Entelektüel gelişme süreci olarak, bilgi anlayışı,
- bilgiyi; bilen özne veya zihin durumu üzerinden tanımlayan bilgi tanımı ile onu bilenin zihin hali ya da entelektüel bakımdan kaydettiği ilerlemeyle açıklar.
İlgili anlayışın ilk örneğini ise Platon verir, bilgiyi bir zihin hali- pathema olarak tanımlayan Platon’da bilgi;
- olabilecek en yüksek zihinsel açıklığı-saphenia, ifade eder.
Başka bir anlamla, onda bilgi zihinsel bir dönüşümün veya duyu algısından akla dayalı düşünüme geçişin sonucunda ortaya çıkar. Ve olabilecek en açık zihin halini tanımlar.
Bilgiyi gelişmeci bir perspektiften tanımlayan diğer bir düşünür de Alman filozofu Hegel olmuştur.
- Hegel, Tinin Fenomenolojisi adlı eserinin hemen giriş paragraflarında, epistemolojinin konusunu, bilincin belirli bir durumdan daha yüksek bilinç durumlarına ilerleyişinin incelenmesi olarak ifade eder.
Hegel ile Bilgi Anlayışı
Hegel, bilgiyi bilen öznenin entelektüel gelişimi açısından ele aldığı bilgi anlayışında, bilgi konusuna salt mantıksal terimlerle yaklaşmaz.
- Onun bilgi görüşü tarihsel ve sosyal bir temele dayanan ilk epistemoloji anlayışını oluşturur. Başka bir anlamda, Hegel’in bilhi anlayışının çıkış noktası bilginin tarihsel boyutudur. Bu yüzden onun ana problemi, “kısmi ve sınırlı bir tarihsel perspektiften mutlak bilgiye olan geçişin nasıl gerçekleştirilebileceği” problemi olmuştur.
Hegel, “ikiyle ikinin toplamının dört ettiği” önermesinin aslında hayatımızın daha ilk yıllarında, muhtemelen abaküs yardımıyla öğrendiğimiz çok sıradan ve yalın bir bilgiye karşılık geldiğini, hiçbir zaman tam ve mutlak bir bilgiyi temsil etmediğini savunur. İnsanlar, ona göre, bu bağlamda mutlak bilgiye ancak dört işlemin mantığını, sayıların doğasını ve bir bütün olarak aritmetiğin yapısıyla statüsünü kavradığı zaman ulaşır.
Hegel’in bakış açısından, tek bir önerme ya da tek bir kavram, bu en yüksek kavram bile olsa, bütün bir gerçekliği göstermez. Kavramların sadece kısmi doğruları ifade ettiğini, bilginin bütün bir kavramlar sisteminden meydana geldiğini öne süren Hegel açısından, hakikat ve bilgi, tıpkı rasyonel gerçekliğin kendisi gibi, canlı bir süreçtir.

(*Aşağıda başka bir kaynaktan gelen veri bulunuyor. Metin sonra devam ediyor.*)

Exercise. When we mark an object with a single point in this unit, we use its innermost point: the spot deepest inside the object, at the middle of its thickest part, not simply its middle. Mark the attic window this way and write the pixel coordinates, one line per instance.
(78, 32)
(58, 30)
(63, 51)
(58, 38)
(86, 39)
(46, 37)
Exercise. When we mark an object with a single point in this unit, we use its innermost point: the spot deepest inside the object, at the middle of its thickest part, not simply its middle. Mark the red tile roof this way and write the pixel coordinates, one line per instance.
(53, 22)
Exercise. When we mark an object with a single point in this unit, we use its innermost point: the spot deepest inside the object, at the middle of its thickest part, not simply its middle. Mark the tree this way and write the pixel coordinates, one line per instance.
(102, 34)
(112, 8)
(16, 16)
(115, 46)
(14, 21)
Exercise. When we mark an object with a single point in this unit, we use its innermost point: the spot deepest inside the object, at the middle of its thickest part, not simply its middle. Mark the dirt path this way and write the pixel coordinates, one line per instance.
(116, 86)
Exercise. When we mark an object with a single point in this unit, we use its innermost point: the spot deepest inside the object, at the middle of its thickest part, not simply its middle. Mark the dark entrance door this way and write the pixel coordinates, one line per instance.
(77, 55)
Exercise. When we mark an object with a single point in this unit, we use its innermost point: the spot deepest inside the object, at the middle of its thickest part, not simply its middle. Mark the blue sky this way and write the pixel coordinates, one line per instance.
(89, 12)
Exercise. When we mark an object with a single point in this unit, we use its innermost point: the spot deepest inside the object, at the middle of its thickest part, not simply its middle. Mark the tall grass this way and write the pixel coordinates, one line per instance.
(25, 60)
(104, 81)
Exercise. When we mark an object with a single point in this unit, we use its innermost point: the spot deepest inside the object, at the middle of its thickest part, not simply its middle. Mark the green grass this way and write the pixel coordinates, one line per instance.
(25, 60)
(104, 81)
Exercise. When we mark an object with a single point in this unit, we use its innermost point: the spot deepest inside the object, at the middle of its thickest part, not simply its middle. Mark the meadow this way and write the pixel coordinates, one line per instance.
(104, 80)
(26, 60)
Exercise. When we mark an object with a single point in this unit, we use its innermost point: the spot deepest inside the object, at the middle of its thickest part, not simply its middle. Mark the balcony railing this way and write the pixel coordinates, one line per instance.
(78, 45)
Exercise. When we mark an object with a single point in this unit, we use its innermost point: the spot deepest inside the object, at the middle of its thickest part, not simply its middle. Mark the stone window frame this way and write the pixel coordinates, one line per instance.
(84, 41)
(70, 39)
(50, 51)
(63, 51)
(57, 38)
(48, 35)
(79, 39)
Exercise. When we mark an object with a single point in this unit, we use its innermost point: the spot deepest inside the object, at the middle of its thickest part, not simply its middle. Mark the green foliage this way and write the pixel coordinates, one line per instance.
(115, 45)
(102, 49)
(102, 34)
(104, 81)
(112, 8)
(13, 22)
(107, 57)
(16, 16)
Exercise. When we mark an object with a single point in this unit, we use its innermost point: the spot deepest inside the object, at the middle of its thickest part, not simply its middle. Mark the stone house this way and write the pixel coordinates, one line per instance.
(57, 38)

- Bu süreç, yani düşüncesinin ilerlemesi onda diyalektik adı verilen bir yönteme uygun olarak gerçekleşir. Yani tez-antitez ve sentez yoluyla gelişip, kısmi hakikatlerden mutlak doğrulara doğru ilerler. Buna göre, bir düşünce zorunlu olarak başka bir düşünceden çıkar. Önce bir düşünce ya da tez öne sürülür, onu bir antitez izler. Böylece bir düşünce, başka bir düşünce meydana getirmek üzere kendisiyle birleşeceği düşüncede bir çelişkiye yol açar. Çelişki, ancak tez ve antitezin içerdiği doğrulukları bir araya getiren bir sentezde aşılır. Diyalektik hareketin düşüncenin mantıksal olarak kendi kendisini açımlamasından oluştuğunu iddia eden
Hegel’e göre, filozofun yapması gereken şey, düşüncenin tanımlanan şekilde kendi mantıksal akışını izlemesine izin vermektir.
Diyalektik nedir?
- Diyalektik; Hegel’de hem varlığın gelişme hem de düşüncenin ilerleme yasasıdır. Ona göre, varlığın kendisi gibi, düşünce de karşıtlıklardan geçerek ilerlemektedir.
- Aynı diyalektik mantık sonradan, bir genç Hegelci olan Marx tarafından da benimsenecektir. Fakat ona göre, kendi deneyimiyle diyalektiği baş aşağı durmaktan kurtarıp ayakları üzerine oturtacaktır. Yani, Hegel’in idealist olan diyalektiğini materyalist bir diyalektik haline getirecektir.